Have Live Webinars Outlived their Usefulness?

Remember the days when watching your favorite TV show meant being in front of the television at a specific time on a specific day? Even for a boomer like me, those days are a distant memory.

Why then, in a world of on-demand, streaming, watch-where-when-and-how-you-like content, do we B2B marketers still insist on promoting live Webinars, and expect attendees to show up on a specific day at a specific time, fully cognizant they’ll have the option to watch the recorded event at a later date?

Live Webinars

These days, Webinars are a tougher sell than ever, especially for “first touch” lead generation. Most CPL publishers and other lead generation companies won’t even promote live events.
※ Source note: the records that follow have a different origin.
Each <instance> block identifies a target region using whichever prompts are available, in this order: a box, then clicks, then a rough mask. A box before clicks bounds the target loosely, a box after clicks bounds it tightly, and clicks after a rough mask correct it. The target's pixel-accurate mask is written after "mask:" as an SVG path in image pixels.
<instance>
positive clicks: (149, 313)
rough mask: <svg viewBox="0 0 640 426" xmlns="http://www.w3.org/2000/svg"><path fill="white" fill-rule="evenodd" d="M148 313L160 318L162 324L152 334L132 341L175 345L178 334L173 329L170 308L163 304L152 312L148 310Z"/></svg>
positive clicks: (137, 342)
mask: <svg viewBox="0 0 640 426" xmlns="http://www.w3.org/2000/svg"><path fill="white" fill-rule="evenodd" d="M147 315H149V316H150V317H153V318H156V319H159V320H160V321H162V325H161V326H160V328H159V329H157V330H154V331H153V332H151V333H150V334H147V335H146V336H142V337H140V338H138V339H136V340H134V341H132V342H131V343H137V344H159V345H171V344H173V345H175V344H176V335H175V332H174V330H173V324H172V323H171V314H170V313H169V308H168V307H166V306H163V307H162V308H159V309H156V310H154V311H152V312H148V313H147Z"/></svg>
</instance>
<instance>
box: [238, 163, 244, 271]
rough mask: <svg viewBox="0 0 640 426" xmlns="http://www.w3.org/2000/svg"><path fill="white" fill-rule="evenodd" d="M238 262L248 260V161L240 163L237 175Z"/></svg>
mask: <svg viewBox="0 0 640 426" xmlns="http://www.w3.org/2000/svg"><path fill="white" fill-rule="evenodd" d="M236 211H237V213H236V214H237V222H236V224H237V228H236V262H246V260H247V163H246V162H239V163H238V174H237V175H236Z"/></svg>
At our agency, we generally recommend live Webinars only as part of a client’s lead nurture or customer marketing or partner marketing programs, where there’s already a relationship and a measure of brand recognition.

Even then, registration rates for live Webinars are well off their pre-COVID peaks (especially compared to downloadable content), and the ratio of registrants who actually show up for the live event is much less than the 50 percent standard of just a few years ago.  (Blame work-from-home distractions, amongst other factors.)

Why then do live Webinars continue to be such a staple of the B2B demand generation mix?  Two reasons, I suggest:

One, Webinars require less work and fewer creative cycles, on balance, compared to, say: an ebook or a white paper.  In their most basic form, Webinars are a 20-slide PowerPoint deck and a demo.  When the boss wants a campaign to launch in 4 weeks, it’s much easier to create a Webinar deck and the event invitation in parallel than it is to attempt even a modest ebook and the campaign assets to promote it.

Two, salespeople love Webinars.  There’s the long-held perception that Webinars generate better leads than other types of content, and that Webinar leads are more qualified, based on the theory, one supposes, that Webinar attendees are more motivated and thus further along in the sales cycle, or at least more likely to engage with sales.

The “Webinars generate better leads” argument may have an element of truth to it (Webinar leads probably ARE more motivated, on average) but there’s a price to pay for that increased quality.  Webinars generate substantially fewer leads, all things being equal, compared to on-demand content covering the same topic.  Anecdotally, if a reader is promised the same benefits (“what you’ll learn”) from a Webinar and an ebook, he/she is more than twice as likely to download the ebook.

Have Live Webinars Outlived their Usefulness? Share on X

So yes, a Webinar lead might be more qualified by virtue of being willing to dedicate 45 minutes of his/her time.  However, by making those 45 minutes the price of admission, as it were, you’re eliminating a much larger subset of leads who may well have the problem your product can solve, have a genuine interest in your solution, and simply don’t want to set aside 45 minutes to hear about it.  Or don’t attend live Webinars.  Or happen to be busy next Tuesday at 11 AM Pacific.

With the possible exception of the use cases mentioned earlier (mid-funnel lead nurturing, customer marketing), I’d maintain that live Webinars have outlived their usefulness, and are an anachronism in an era of on-demand content. Instead, B2B marketers should:

* Record Webinars and promote them as on-demand events, skipping the live broadcast altogether
* Test other, non-Webinar terms for the recording: video podcast, expert roundtable, fireside chat, panel discussion (buyers are burned out on the term “Webinar” as much as they are on the events themselves)
* Promote the recorded event via lead nurture streams, content syndication, paid social ads, Google Display
* Host the recorded event as a gated asset in the company’s online resource library
* Select multiple, short excerpts from the Webinar recording (think 20-30 seconds) and promote on social media as a “teaser” with a link to a registration page for the full recording
* Use a transcription service like Rev.com to find pull quotes or impact statements that can be used as social updates or quote images that link to the recording
* Repurpose the same Webinar content as blog posts, infographics, tip sheets and other short-form assets (again, with a link to the full recording)

Companies have long since generated more leads, and value, and ROI from Webinar recordings than they do from the initial, live event. It’s time, I would argue, to do away with the live event altogether.